After your AI system requests are continuously published and logged by Openlayer, you can
create tests that run at a regular cadence on top of them.
Refer to the Monitoring overview, for details on Openlayer’s
monitoring mode, to the Publishing data guide, for more
information on setting it up, or to the Tracing guide, to
understand how to trace more complex systems.
Development
You can use the LangChain
template
to check out how a sample app fully set up with Openlayer looks like.

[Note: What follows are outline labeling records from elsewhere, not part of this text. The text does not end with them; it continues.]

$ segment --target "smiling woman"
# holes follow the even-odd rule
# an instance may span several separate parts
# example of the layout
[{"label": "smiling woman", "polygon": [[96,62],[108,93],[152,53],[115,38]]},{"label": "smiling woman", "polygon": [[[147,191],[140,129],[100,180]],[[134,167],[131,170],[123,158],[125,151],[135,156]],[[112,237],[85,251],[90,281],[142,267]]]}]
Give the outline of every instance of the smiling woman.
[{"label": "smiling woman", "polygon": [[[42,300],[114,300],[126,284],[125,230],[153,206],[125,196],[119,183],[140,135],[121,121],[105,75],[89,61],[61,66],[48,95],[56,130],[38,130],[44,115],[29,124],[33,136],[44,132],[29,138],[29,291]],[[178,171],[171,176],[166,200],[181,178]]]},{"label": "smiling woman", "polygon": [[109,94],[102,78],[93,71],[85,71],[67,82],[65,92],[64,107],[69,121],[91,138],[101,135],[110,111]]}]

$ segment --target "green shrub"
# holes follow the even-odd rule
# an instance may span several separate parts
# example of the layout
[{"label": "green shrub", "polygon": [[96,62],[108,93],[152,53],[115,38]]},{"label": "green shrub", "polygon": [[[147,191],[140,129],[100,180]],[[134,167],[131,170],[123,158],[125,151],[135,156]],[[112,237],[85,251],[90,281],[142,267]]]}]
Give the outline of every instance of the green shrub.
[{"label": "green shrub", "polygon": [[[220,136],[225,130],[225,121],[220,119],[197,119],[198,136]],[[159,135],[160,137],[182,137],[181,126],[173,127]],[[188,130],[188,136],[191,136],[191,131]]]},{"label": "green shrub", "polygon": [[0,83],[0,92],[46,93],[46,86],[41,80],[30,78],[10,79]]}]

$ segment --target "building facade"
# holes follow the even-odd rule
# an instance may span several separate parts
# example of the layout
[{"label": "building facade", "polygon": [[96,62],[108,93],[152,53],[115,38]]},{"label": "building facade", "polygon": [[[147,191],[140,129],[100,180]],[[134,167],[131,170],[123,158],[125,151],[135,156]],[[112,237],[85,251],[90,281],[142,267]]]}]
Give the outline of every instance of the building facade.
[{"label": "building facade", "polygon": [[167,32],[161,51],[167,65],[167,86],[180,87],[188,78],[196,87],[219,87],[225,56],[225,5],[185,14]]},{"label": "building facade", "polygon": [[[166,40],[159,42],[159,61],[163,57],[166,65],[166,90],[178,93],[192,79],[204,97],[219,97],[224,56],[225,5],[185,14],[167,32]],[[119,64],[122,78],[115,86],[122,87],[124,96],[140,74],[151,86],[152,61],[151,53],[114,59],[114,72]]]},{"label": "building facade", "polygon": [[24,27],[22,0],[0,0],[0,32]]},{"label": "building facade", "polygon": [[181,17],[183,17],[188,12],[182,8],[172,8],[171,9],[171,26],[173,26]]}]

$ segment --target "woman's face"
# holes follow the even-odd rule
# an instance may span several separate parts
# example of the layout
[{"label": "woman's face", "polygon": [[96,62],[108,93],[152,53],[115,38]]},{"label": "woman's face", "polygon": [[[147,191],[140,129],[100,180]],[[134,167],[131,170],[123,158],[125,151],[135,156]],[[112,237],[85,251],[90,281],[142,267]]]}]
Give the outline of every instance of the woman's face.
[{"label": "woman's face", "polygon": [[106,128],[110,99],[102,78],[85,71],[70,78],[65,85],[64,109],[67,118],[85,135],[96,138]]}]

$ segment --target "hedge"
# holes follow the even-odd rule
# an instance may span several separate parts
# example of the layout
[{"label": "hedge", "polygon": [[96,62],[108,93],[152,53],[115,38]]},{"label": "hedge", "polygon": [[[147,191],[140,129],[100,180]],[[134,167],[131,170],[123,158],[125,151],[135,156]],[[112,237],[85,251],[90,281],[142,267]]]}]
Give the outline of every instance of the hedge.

In development mode, Openlayer becomes a step in
your CI/CD pipeline, and your tests get automatically evaluated after being triggered
by some events.
Openlayer tests often rely on your AI system’s outputs on a validation
dataset. As discussed in the
Configuring output generation guide,
you have two options:
- either provide a way for Openlayer to run your AI system on your datasets, or
- before pushing, generate the model outputs yourself and push them alongside your
artifacts.
For LangChain applications, if you are not computing
your system’s outputs yourself, you must provide the required API credentials.
For example, if you application uses LangChain’s ChatOpenAI,
you provide an OPENAI_API_KEY, if it uses ChatMistralAI,
you must provide a MISTRAL_API_KEY,
and so on.
To provide the required API credentials, navigate to “Workspace settings” -> “Environment variables,”
and add the credentials as variables.
If fail to add the required credentials, you’ll likely encounter a “Missing API key”
error when Openlayer tries to run your AI system to get its outputs.
Advanced callback handler features
The Openlayer LangChain callback handler supports several advanced features for enhanced
observability, including support for:
Asynchronous usage
When using asynchronous usage, make sure you use the AsyncOpenlayerHandler instead of the OpenlayerHandler.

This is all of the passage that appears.